The President looked at the Judge and smiled. Chivington was one of his oldest allies, the heir to an old Texas political family that had once controlled fifty thousand votes in the lower Rio Grande Valley— a hundred thousand, if you counted the voters in the cemeteries. He had spent ten terms in the House of Representatives, and then, having lost his seat in one of those vast political sea-changes that swept the country every dozen years or so— that in his case swept even the graveyards— he’d been a federal judge known for outspokenness on the bench, extravagant behavior off it, and the highest number of calls for impeachment since the glory days of Earl Warren.

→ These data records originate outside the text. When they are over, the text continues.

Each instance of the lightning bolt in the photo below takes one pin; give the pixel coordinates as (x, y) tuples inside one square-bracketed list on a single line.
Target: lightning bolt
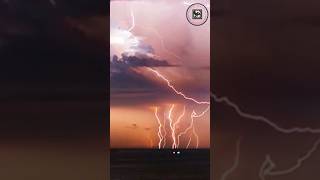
[(162, 137), (175, 144), (268, 165), (159, 129), (165, 132), (235, 164), (175, 90), (193, 114)]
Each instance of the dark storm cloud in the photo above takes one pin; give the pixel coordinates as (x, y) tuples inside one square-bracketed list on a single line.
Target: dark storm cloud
[(45, 58), (122, 76), (129, 86), (138, 60)]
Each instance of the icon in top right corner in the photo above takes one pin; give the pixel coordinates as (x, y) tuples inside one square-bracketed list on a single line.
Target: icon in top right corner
[(197, 14)]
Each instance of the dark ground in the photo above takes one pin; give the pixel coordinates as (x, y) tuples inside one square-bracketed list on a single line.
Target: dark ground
[(141, 164)]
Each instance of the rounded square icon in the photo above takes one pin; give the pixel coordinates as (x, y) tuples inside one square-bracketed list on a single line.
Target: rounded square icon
[(196, 13)]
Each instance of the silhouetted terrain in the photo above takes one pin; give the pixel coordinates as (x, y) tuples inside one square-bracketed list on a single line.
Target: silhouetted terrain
[(136, 164)]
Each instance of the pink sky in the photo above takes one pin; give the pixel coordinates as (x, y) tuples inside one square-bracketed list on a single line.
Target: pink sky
[(163, 26)]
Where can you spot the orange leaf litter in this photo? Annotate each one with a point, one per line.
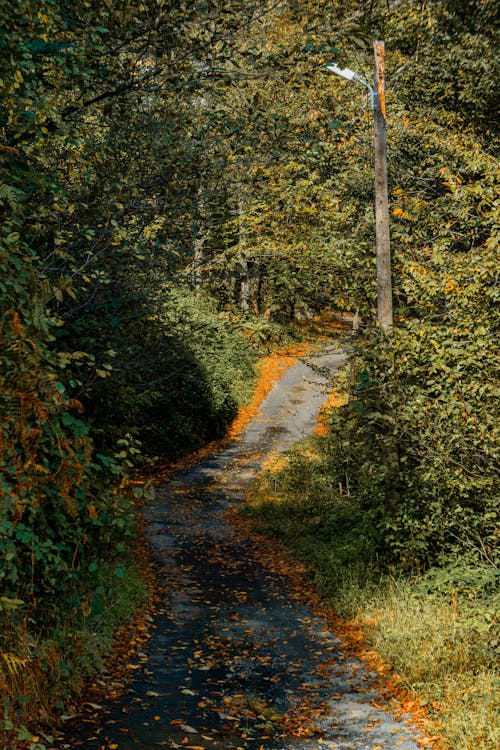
(270, 370)
(351, 633)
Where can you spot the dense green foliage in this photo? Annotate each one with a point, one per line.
(170, 170)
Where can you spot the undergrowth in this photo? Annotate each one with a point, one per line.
(436, 627)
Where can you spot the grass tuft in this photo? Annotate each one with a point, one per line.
(438, 630)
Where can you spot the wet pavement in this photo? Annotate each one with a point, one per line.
(237, 658)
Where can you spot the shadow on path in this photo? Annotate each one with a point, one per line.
(236, 659)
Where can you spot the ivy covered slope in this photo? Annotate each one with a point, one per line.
(104, 361)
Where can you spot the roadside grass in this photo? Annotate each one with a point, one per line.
(42, 669)
(437, 630)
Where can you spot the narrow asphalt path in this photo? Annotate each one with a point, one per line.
(237, 659)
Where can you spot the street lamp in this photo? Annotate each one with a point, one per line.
(350, 75)
(377, 97)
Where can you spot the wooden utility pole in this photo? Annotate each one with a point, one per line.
(384, 281)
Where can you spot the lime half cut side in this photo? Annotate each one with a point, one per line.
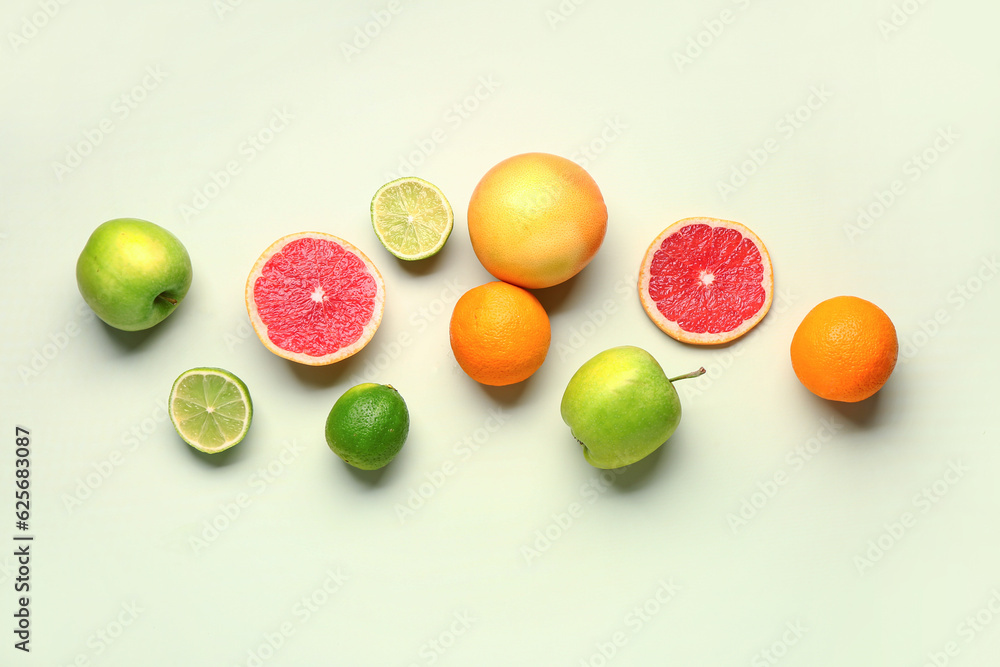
(412, 218)
(210, 409)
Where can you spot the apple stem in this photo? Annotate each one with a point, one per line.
(688, 376)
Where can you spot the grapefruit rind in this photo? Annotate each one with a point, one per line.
(671, 327)
(260, 327)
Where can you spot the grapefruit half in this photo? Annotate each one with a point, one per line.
(706, 281)
(314, 298)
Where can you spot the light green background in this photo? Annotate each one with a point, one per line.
(651, 559)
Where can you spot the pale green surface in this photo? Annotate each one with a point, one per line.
(496, 466)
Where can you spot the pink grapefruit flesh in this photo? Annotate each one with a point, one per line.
(706, 281)
(314, 298)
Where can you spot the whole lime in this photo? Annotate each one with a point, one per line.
(368, 425)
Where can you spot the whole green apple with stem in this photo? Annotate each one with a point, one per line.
(620, 406)
(133, 273)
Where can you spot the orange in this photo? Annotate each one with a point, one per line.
(844, 349)
(536, 220)
(499, 333)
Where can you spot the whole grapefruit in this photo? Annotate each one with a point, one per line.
(536, 220)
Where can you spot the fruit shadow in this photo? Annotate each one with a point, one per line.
(327, 376)
(422, 267)
(862, 414)
(636, 476)
(373, 479)
(132, 341)
(227, 457)
(554, 299)
(506, 395)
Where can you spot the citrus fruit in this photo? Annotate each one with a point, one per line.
(210, 408)
(314, 298)
(499, 333)
(368, 425)
(844, 349)
(706, 281)
(536, 220)
(412, 218)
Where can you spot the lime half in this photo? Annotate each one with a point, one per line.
(210, 409)
(411, 218)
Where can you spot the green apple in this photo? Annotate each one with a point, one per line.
(133, 273)
(620, 406)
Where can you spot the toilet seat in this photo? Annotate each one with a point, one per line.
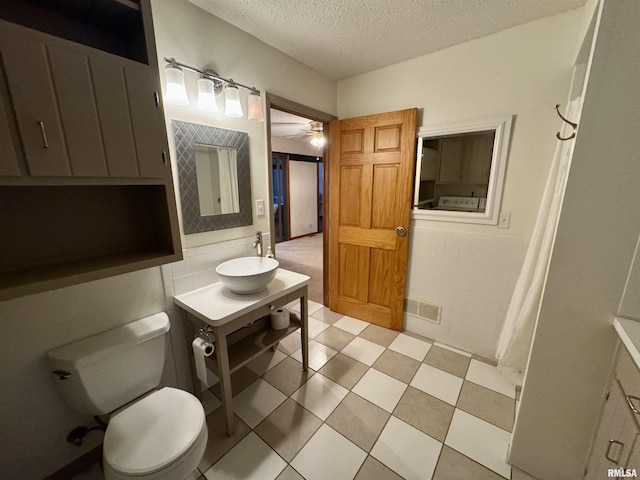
(163, 431)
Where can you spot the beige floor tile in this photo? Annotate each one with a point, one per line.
(424, 412)
(359, 420)
(335, 338)
(380, 335)
(288, 428)
(219, 442)
(373, 469)
(488, 405)
(449, 361)
(240, 380)
(344, 370)
(454, 466)
(287, 376)
(327, 316)
(517, 474)
(397, 365)
(488, 361)
(289, 474)
(290, 343)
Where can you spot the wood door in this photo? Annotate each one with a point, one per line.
(371, 180)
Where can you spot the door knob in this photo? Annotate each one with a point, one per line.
(401, 231)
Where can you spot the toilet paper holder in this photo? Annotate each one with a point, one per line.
(206, 332)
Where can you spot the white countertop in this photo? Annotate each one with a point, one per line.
(216, 305)
(629, 332)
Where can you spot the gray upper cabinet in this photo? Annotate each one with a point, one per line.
(78, 109)
(85, 184)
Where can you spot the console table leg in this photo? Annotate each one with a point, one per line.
(304, 334)
(222, 355)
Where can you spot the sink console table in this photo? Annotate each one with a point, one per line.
(241, 327)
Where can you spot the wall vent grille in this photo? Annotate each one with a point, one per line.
(424, 310)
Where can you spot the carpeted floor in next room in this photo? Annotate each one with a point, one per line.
(304, 255)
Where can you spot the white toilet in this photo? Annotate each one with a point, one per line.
(151, 434)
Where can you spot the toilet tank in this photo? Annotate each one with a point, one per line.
(98, 374)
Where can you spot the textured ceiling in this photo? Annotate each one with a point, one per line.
(342, 38)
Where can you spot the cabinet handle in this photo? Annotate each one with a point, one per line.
(606, 455)
(44, 135)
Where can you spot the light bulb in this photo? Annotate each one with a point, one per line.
(254, 105)
(232, 106)
(206, 95)
(176, 91)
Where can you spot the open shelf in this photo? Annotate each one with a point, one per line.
(113, 26)
(63, 235)
(248, 343)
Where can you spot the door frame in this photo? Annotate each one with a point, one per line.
(289, 106)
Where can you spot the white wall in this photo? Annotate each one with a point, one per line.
(197, 38)
(303, 198)
(574, 341)
(34, 421)
(523, 71)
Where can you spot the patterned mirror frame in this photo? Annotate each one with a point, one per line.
(186, 135)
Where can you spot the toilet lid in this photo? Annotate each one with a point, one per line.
(153, 432)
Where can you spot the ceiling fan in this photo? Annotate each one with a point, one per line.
(312, 128)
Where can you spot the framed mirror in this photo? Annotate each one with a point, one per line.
(213, 177)
(460, 171)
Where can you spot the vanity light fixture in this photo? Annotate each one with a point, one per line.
(254, 107)
(206, 95)
(210, 84)
(176, 90)
(232, 106)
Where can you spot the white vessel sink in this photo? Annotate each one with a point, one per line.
(246, 275)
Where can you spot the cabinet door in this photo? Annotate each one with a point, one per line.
(615, 437)
(113, 109)
(72, 79)
(451, 156)
(33, 95)
(8, 154)
(148, 124)
(477, 160)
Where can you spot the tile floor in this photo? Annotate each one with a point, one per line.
(375, 404)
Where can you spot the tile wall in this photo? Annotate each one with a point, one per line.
(471, 276)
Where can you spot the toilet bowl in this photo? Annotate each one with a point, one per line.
(163, 436)
(151, 434)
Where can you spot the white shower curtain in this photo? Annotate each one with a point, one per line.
(229, 198)
(517, 333)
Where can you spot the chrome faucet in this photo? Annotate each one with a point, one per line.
(257, 244)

Since his retirement he’d joined a law firm in D.C. and become an advisor to the powerful—including the young telegenic fellow he’d helped to win the White House.

 

“I am keeping all my options open in regard to Sheriff Paxton,” the President said.

 

“That’s fine for now.” The judge nodded. “But you’ve got to take care of that problem before the next election. Trust me.”

 

The President nodded. “He’s on the agenda.”

 

Stan looked at the television again, at the picture of Omar Paxton taking the oath. “Made for television,” he said, and his voice was wistful.